# Divide by zero in Nyström approximation. #1860

Closed
opened this Issue Apr 15, 2013 · 12 comments

Projects
None yet
2 participants

### breuderink commented Apr 15, 2013

 Sometimes I get what seems to be a divide-by-zero in the Nyström kernel approximation: ``````/usr/local/lib/python2.7/site-packages/sklearn/kernel_approximation.py:445: RuntimeWarning: divide by zero encountered in divide self.normalization_ = np.dot(U * 1. / np.sqrt(S), V) /usr/local/lib/python2.7/site-packages/sklearn/kernel_approximation.py:445: RuntimeWarning: invalid value encountered in divide self.normalization_ = np.dot(U * 1. / np.sqrt(S), V) `````` I am trying to minimal example to reproduce the problem, but so far I have not been able to do so. I expect that some eigenvalues of the kernel matrix are rounded to zero, which could be caused by a rank-deficient kernel matrix. This is with sklearn version 0.13.1. If that is the case, this problem can be fixed by adding a tiny ridge to the kernel matrix, or by adding a tiny value to the eigenvalues `S`. Alternatively, one could use only positive eigenvalues in the computation.
Owner

### amueller commented Apr 15, 2013

 Thanks for the report. Adding a tiny value doesn't seem like a good idea as you add meaningless features. I'd probably raise a value error maybe. You should be able to reproduce using a linear kernel in a space with less dimensions than there are samples. For your application: just use less components. If the kernel is rank deficient, you don't actually need the other components (from a kernel approximation point you are lucky ;)
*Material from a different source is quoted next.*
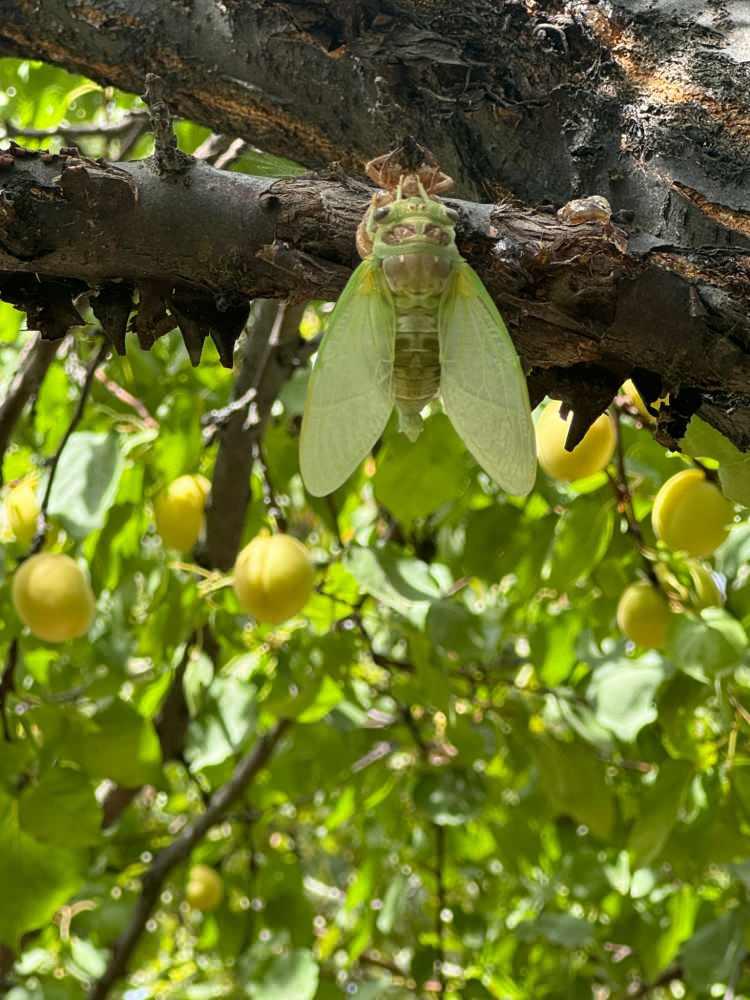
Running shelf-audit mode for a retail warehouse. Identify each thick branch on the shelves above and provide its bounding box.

### breuderink commented Apr 15, 2013

 Thank you for the quick response! Creating a low-rank kernel matrix is indeed easily done when using a linear kernel. But, numerically, the eigenvalues /approach/ zero, but tend to stick around 1e-14. So this doesn't directly reproduce the problem I had. Further, I experienced this problem using the included 'digits' dataset, with a RBF kernel. It might be causes by examples that are very similar: ```import numpy as np from sklearn import kernel_approximation, metrics X = np.random.rand(10, 20) X = np.vstack([X] * 2) # duplicate samples gamma = 1000. N = kernel_approximation.Nystroem(gamma=gamma, n_components=X.shape[0]).fit(X) Y = N.transform(X) K = metrics.pairwise.rbf_kernel(X, gamma=gamma) print 'Approximation error: ', np.linalg.norm(K - np.dot(Y, Y.T)) assert np.all(np.isfinite(Y)) # This fails! ``` Regarding the solution... the computation of the inverse square root of the eigenvalues is numerically problematic when the values approach zero. And even when the output stays finite, this can cause enormous inaccuracies. Too see this, run the example above with gamma=100. Now, the program does not fail, but the norm of the difference between the kernel and the Nyström approximation is around 5e91. I see a strong parallel with the whitening transform, that has a similar problem when the eigenvalues of the covariance matrix tend to get too small. Adding a small ridge is helpful with whitening, and corresponds to using a better covariance estimator. So this is not to say that adding a tiny value is the only solution, but I intended this not as a quick fix to make the problem go away, but as something that I think makes sense for this (numerical) problem. But, please keep up al the good work. I am really loving sklearn, and it's strong community.
Owner

### amueller commented Apr 15, 2013

 Enough of the flattery ;) Yes, you are right that this is quite unstable. It is also a bottle neck. I was wondering if we could so something better. My intuition was that small eigenvalues tell you that you shouldn't use these dimensions anyhow. But I am not sure this intuition is correct. Adding a small value might help. Did you do any experiments to see if the error of approximation actually gets lower? That would be interesting to know. Btw, as you are playing with this: using KMeans instead of random sampled points has been looked at in the literature and seems to do better. I was just to busy to implement it yet (and it is not that high up my priority list). If you have any insights there, that would also be sweet :)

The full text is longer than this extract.